Technically, jison doesn't do this: it always executes the default action $$ = $1 inside the parser kernel and then lets the user-defined action code overwrite the $$ by executing the "default action" before executing the rule's action code inside the generated performAction() function.
When the userland action code doesn't modify the $$ value, it will remain set to equal the $1 value, rather than making it undefined instead.
Example grammar snippet:
slist : slist stmt ';' { console.log("** not touching $$!\n"); }
| stmt ';' {
console.log("** neither am I!\n");
}
;
Suggested solution v1.0
Modify jison to inspect the grammar rules' action code blocks (which jison handles anyway while it places them inside performAction() and:
- replace the current kernel 'default action' code with
$$ = undefined. WARNING! SEE SECTION FURTHER BELOW! THIS IS NOT A GOOD IDEA! - add the default action code
$$ = $1to any non-empty rule which does not have any action at all - add the default action code
$$ = undefinedto any empty rule, so that the behaviour is always predictable and$$is set to a known value after eachreduceaction - prefix any user-defined action code block which does not set
$$with the action code$$ = undefined. WARNING! SEE SECTION FURTHER BELOW! THIS IS NOT A GOOD IDEA!
Why the initial suggestion is not a smart idea to do
Quoting from the same bison section a bit more:
$nwithnzero or negative is allowed for reference to tokens and groupings on the stack before those that match the current rule. This is a very risky practice, and to use it reliably you must be certain of the context in which the rule is applied. Here is a case in which you can use this reliably:foo: expr bar '+' expr { ... } | expr bar '-' expr { ... } ; bar: /* empty */ { previous_expr = $0; } ;As long as
baris used only in the fashion shown here,$0always refers to theexprwhich precedesbarin the definition offoo.
As I want to support this 'obscure' feature too, the previous changeset would obliterate $0 because $$ === $0 due to the nature of the parse stack.
Still we need to change jison such that the default action $$ = $1 only happens when there is no user-defined action for the given rule at all; the suggested default action for all other situations, in order to produce a deterministic $$ behaviour on reduce, is to set $$ = undefined.
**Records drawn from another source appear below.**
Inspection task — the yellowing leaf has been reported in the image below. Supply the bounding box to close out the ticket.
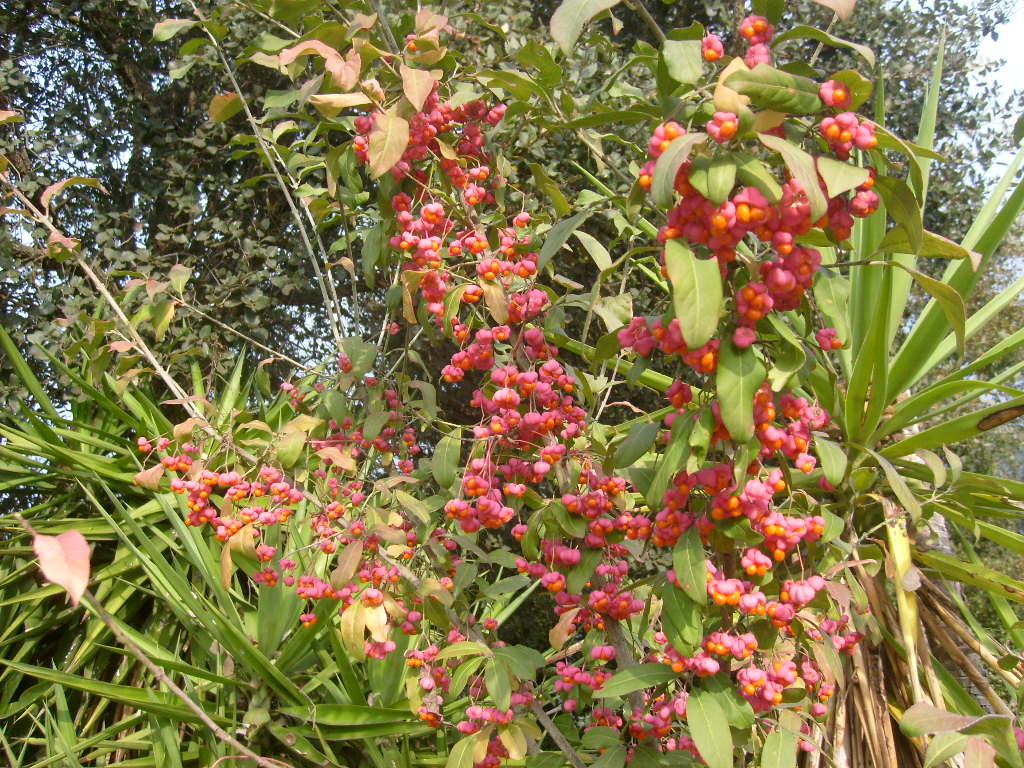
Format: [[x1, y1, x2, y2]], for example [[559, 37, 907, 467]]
[[365, 605, 391, 643], [398, 65, 443, 111], [208, 93, 242, 123], [309, 91, 371, 118], [132, 464, 164, 490], [370, 112, 409, 178], [32, 530, 89, 606]]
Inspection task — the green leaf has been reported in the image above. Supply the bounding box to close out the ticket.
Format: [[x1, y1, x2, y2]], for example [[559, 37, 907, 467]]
[[591, 743, 626, 768], [913, 549, 1024, 603], [881, 397, 1024, 459], [279, 703, 416, 726], [724, 63, 822, 115], [515, 40, 562, 88], [430, 427, 462, 488], [276, 430, 307, 469], [207, 93, 242, 123], [650, 133, 708, 208], [594, 664, 679, 698], [444, 733, 476, 768], [611, 422, 662, 469], [925, 732, 968, 768], [529, 163, 572, 216], [708, 154, 736, 205], [890, 261, 967, 357], [393, 488, 432, 524], [867, 450, 921, 520], [814, 435, 847, 486], [662, 585, 708, 654], [672, 525, 708, 605], [772, 24, 874, 70], [369, 108, 409, 178], [552, 0, 620, 53], [665, 240, 722, 350], [715, 340, 766, 442], [483, 658, 512, 710], [686, 689, 732, 768], [644, 417, 693, 509], [873, 176, 925, 253], [733, 153, 782, 205], [759, 726, 797, 768], [829, 70, 873, 110], [3, 658, 230, 726], [817, 155, 871, 198], [153, 18, 199, 43], [574, 230, 611, 272], [879, 225, 981, 266], [758, 133, 828, 221], [536, 211, 591, 270], [662, 39, 703, 85]]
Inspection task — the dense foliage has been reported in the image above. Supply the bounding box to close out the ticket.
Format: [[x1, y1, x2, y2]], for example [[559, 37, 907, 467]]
[[0, 0, 1024, 768]]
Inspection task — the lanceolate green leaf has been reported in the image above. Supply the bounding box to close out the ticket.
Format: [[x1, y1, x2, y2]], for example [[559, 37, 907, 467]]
[[817, 156, 870, 198], [715, 340, 766, 442], [881, 397, 1024, 458], [668, 525, 708, 605], [594, 664, 679, 698], [874, 176, 925, 253], [890, 150, 1024, 394], [761, 727, 797, 768], [548, 0, 620, 53], [686, 689, 732, 768], [430, 427, 462, 488], [845, 264, 892, 442], [725, 63, 821, 115], [665, 240, 722, 349], [662, 40, 703, 85], [611, 422, 662, 467]]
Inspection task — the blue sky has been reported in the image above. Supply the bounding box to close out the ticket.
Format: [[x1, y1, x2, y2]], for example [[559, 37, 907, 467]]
[[988, 3, 1024, 95]]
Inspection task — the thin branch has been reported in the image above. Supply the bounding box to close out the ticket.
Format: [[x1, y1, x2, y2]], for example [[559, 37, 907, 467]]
[[627, 0, 668, 43], [191, 2, 343, 353], [529, 698, 587, 768]]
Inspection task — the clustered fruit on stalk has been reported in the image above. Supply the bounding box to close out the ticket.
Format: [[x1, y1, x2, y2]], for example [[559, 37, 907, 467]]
[[139, 10, 879, 768]]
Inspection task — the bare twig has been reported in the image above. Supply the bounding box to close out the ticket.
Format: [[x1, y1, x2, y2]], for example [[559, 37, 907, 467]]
[[529, 698, 587, 768]]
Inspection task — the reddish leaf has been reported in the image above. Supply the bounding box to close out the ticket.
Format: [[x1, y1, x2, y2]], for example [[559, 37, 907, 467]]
[[32, 530, 89, 606], [398, 65, 442, 110], [280, 40, 362, 91], [132, 464, 164, 490]]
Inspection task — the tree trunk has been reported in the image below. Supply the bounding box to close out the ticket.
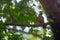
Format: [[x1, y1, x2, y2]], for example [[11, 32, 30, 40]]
[[40, 0, 60, 40]]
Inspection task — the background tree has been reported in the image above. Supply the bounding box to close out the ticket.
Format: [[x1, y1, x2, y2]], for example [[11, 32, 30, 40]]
[[0, 0, 53, 40], [40, 0, 60, 40]]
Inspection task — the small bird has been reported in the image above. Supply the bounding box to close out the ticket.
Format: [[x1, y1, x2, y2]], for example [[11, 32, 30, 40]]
[[37, 12, 45, 28]]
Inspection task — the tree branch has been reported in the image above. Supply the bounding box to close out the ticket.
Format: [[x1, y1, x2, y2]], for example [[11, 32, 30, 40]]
[[3, 23, 51, 27]]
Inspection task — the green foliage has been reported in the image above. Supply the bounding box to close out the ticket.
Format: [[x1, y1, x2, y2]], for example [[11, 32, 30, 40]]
[[0, 0, 51, 40]]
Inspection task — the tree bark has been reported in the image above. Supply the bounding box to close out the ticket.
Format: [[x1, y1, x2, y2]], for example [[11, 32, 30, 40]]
[[40, 0, 60, 40]]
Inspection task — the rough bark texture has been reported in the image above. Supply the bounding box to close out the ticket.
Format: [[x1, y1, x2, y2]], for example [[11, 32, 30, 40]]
[[40, 0, 60, 40]]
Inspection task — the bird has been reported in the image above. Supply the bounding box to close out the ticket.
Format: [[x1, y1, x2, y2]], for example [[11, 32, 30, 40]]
[[37, 12, 46, 28]]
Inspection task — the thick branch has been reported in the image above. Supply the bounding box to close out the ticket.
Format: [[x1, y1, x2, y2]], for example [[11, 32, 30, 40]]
[[0, 23, 50, 27]]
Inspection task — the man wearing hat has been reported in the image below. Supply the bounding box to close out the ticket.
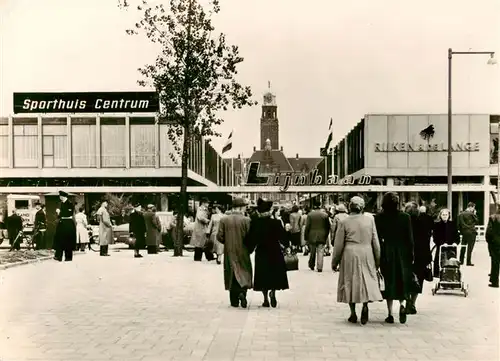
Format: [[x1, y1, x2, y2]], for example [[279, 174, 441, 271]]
[[304, 198, 331, 272], [129, 203, 146, 258], [190, 198, 214, 262], [54, 191, 76, 262], [33, 202, 47, 249], [217, 198, 252, 308]]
Besides, the changeset above would require intricate user code (action code chunk) analysis, which is no sine cure either, so we should come up with a changeset which does not need to analyze userland action code in depth.
Note
GerHobbelt/jison does perform some rough code analysis, but any mistakes made there are harmless as those impact kernel performance optimizations only: an incorrect code analysis only makes jison keep the slower (and safer) code.
Suggested solution v2.0
Which results in this set of behaviours on reduce:
-
analyze which rules have user-defined action code chunks (we already know that as this knowledge is required for the generation of
performAction()by jison) -
inside
performActioncache$0locally. (WARNING: we now will assume a environment where referencing$0is not necessarily equivalent to$$! See next steps.) -
set
$$ = undefinedfor all rules. User-defined action, iff it does any$$assignment at all, will overwrite this value and we'll be fine, producing an always-deterministic$$result this way, including in those occasions where the userland action code is subtly flawed, e.g.:
slist : A B
{
if ($A) { $$ = $B }
// whoops! no assignment of `$$` when not($A):
// coder must have forgotten to add the 'else' clause!
}
;
- use
$$ = $1as fill-in action code for those rules which don't have any action code and are non-empty, i.e. have a$1to speak of.
Because we've set $$ = undefined for all rules at the start, epsilon rules are already covered.
Notes
-
referencing
$0is not equivalent to referencing$$following this scenario:$$would produceundefineduntil the action code assigns another value to it, while$0will carry the old value for any use as suggested by the bison documentation quoted above. -
A simple analyzer can check if any user action code references
$0and if none do, we can forego the caching of$0locally, thus producing faster code. -
Smart Alecs who assign a value to
$0instead of$$will lose that value as it will be discarded by the time the given action code chunk has finished executing, since$0is now a local variable (with a correspondingly shorter lifetime).